Sen. Patty Murray, D-Wash., the second-ranking Democrat on the Senate Budget Committee and a senior member of the Senate Appropriations Committee, said that with his final budget request, Bush “gave us more of the same. More promises, fewer dollars. More rhetoric, less investment in America.”

“From security and health care to education and housing, the president cut. Instead of investment, he gave us red ink,” Murray said.

Bush’s plan would cut spending for Pacific salmon recovery from $67 million in the current budget year to $35 million next year, a figure Murray said would threaten efforts to restore and protect salmon habitat.

“The Pacific Coastal Salmon Fund does more than just maintain our rivers, streams and salmon — it maintains our way of life in the Northwest, and I’ll fight to restore federal support for this vital program,” she said.

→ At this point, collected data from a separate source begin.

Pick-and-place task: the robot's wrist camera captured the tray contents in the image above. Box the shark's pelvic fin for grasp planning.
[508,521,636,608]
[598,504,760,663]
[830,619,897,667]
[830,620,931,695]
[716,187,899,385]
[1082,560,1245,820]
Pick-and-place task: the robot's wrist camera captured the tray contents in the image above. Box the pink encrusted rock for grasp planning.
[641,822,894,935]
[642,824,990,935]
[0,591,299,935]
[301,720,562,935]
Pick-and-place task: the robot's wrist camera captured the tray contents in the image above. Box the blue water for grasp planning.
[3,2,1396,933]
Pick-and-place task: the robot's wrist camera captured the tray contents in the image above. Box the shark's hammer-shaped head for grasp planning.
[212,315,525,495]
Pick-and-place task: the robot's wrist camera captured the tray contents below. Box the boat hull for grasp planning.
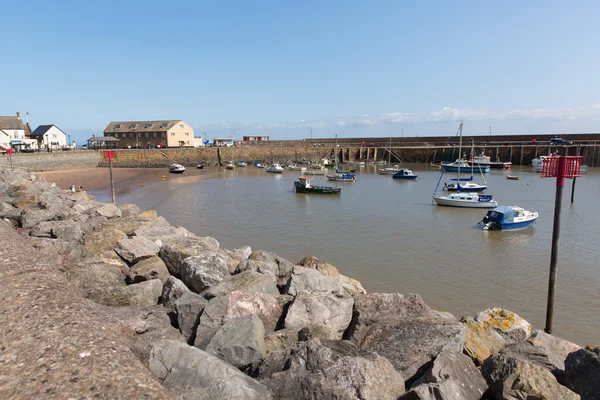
[266,169,283,173]
[484,218,537,231]
[392,175,417,180]
[443,165,490,173]
[169,169,185,174]
[294,182,341,195]
[470,162,511,169]
[433,195,498,208]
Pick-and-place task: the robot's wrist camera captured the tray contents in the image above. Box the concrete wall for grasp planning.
[0,151,101,171]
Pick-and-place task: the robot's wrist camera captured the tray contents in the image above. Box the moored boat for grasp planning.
[478,206,538,231]
[444,181,487,192]
[392,168,417,180]
[378,165,401,175]
[469,153,512,169]
[507,175,521,180]
[443,160,490,173]
[168,163,186,174]
[326,173,356,182]
[289,164,307,172]
[433,192,498,208]
[238,160,247,167]
[266,163,284,173]
[294,177,341,195]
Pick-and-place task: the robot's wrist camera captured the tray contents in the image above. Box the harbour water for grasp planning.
[91,164,600,345]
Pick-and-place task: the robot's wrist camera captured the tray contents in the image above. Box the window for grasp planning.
[114,124,121,129]
[171,133,175,136]
[180,124,184,129]
[145,124,152,129]
[130,133,134,138]
[185,133,189,136]
[52,134,57,139]
[161,123,168,128]
[161,132,166,138]
[145,133,150,138]
[129,124,136,129]
[153,132,157,138]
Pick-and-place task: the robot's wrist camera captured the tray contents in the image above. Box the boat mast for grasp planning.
[457,121,463,177]
[388,134,392,165]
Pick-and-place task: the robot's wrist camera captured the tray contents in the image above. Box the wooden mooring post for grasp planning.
[520,145,524,166]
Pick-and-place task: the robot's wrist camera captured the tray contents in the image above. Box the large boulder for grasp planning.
[134,223,193,242]
[180,251,230,293]
[500,330,581,381]
[206,314,267,370]
[244,250,295,287]
[121,279,163,307]
[65,258,126,301]
[149,340,273,399]
[159,236,220,276]
[263,339,406,400]
[84,227,128,254]
[161,276,190,311]
[20,208,58,229]
[193,295,230,349]
[339,274,367,296]
[407,351,488,400]
[115,236,160,264]
[199,270,280,300]
[30,219,85,242]
[174,291,208,343]
[284,266,347,297]
[482,353,579,400]
[461,307,532,365]
[30,237,88,265]
[564,347,600,399]
[344,293,465,379]
[297,255,340,277]
[118,203,141,217]
[224,245,252,273]
[91,203,122,219]
[284,290,354,339]
[127,256,170,284]
[224,290,290,332]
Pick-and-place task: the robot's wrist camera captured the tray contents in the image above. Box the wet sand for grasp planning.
[39,167,220,197]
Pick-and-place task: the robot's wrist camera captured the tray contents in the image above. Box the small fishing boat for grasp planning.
[294,176,341,195]
[238,160,247,167]
[168,163,186,174]
[378,165,401,175]
[392,168,417,180]
[196,163,204,169]
[225,162,235,170]
[433,192,498,208]
[305,165,327,175]
[469,153,511,169]
[507,175,521,180]
[326,173,356,182]
[289,164,307,172]
[266,163,284,173]
[254,160,264,167]
[478,206,538,231]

For the second year in a row, the president’s budget would terminate funding for Urban Indian Health Care. Lawmakers called the proposal a nonstarter and said funding for Indian health centers in Seattle, Spokane and Portland, Ore., would be restored.

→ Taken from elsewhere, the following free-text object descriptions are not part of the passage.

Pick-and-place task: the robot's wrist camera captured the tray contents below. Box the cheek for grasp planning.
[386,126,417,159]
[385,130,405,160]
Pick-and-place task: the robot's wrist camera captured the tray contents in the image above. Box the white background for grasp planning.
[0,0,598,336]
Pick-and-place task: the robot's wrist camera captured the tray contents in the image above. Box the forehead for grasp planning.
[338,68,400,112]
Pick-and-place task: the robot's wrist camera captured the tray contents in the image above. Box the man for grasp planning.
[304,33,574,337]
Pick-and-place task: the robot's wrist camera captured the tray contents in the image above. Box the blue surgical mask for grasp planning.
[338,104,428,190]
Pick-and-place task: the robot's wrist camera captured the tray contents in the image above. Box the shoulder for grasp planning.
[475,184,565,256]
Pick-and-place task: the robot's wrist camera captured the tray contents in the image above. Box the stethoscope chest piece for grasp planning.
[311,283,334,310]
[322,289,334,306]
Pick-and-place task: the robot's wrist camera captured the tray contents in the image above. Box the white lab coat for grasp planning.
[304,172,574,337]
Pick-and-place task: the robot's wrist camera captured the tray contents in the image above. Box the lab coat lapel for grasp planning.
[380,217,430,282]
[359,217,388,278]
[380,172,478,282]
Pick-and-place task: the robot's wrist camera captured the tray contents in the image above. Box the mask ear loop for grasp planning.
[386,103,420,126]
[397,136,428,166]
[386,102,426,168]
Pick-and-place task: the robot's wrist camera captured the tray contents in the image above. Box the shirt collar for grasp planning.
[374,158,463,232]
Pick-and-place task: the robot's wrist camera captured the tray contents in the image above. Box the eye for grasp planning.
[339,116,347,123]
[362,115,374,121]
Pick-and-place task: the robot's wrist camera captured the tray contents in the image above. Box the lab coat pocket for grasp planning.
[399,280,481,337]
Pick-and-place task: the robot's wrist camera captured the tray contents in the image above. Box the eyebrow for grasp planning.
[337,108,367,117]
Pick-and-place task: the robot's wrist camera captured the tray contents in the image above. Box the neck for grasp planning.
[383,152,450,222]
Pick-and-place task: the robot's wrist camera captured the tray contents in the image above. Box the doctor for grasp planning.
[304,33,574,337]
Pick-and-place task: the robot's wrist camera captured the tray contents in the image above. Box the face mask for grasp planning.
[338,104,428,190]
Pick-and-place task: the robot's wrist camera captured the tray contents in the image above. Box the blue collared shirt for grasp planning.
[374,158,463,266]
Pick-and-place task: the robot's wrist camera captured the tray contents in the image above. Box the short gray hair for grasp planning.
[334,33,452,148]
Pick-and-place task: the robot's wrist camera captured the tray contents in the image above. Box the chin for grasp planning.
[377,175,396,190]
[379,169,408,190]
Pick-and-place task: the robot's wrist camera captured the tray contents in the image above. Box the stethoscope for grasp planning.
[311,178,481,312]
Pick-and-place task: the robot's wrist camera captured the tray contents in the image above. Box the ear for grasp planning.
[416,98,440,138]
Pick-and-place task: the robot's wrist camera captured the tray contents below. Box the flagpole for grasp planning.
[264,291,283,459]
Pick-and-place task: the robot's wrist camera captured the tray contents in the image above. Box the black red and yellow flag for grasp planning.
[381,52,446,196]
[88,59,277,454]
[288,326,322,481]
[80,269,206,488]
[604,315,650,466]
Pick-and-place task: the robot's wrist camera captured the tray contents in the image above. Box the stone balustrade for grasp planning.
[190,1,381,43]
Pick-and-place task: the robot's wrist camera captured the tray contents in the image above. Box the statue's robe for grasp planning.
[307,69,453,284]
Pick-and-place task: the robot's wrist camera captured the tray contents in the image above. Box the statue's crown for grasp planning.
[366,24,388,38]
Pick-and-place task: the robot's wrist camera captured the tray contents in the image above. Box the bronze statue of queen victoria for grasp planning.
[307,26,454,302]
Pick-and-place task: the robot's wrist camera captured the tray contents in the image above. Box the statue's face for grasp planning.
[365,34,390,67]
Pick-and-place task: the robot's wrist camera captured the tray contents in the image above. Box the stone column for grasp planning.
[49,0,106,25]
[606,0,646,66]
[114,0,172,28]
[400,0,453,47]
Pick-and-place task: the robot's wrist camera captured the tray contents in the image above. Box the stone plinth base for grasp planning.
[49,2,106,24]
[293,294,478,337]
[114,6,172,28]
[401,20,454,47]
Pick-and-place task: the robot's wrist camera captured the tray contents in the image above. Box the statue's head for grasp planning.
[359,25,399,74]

Sen. Ron Wyden, D-Ore., called the president’s budget “an ideological wish list” that was less than serious.

Bush and his allies “are making a statement as they walk out the door about their agenda for Iraq without paying for it,” Wyden said, noting that proposed spending for the wars in Iraq and Afghanistan was far below that of previous years.

Wyden and other lawmakers said they were relieved the administration abandoned a plan to sell national forest land, but said the latest plan to reimburse rural counties hurt by cutbacks in federal logging fell far short of what’s needed.

Laura Hicks, project manager for the Army Corps of Engineers in Portland, which oversees the Columbia deepening project, said the additional spending would help the Corps “bring closure to a project we’ve been working on for a very long time.”

If the money is approved, dredging is likely to be “substantially completed” next year, four years after it began, Hicks said.

The $160 million dredging project will deepen the river channel from 40 to 43 feet from Astoria, Ore., to Vancouver, Wash. The project is intended to give new, larger oceangoing vessels access to Portland, Ore., and other ports, helping them compete for Pacific Rim business.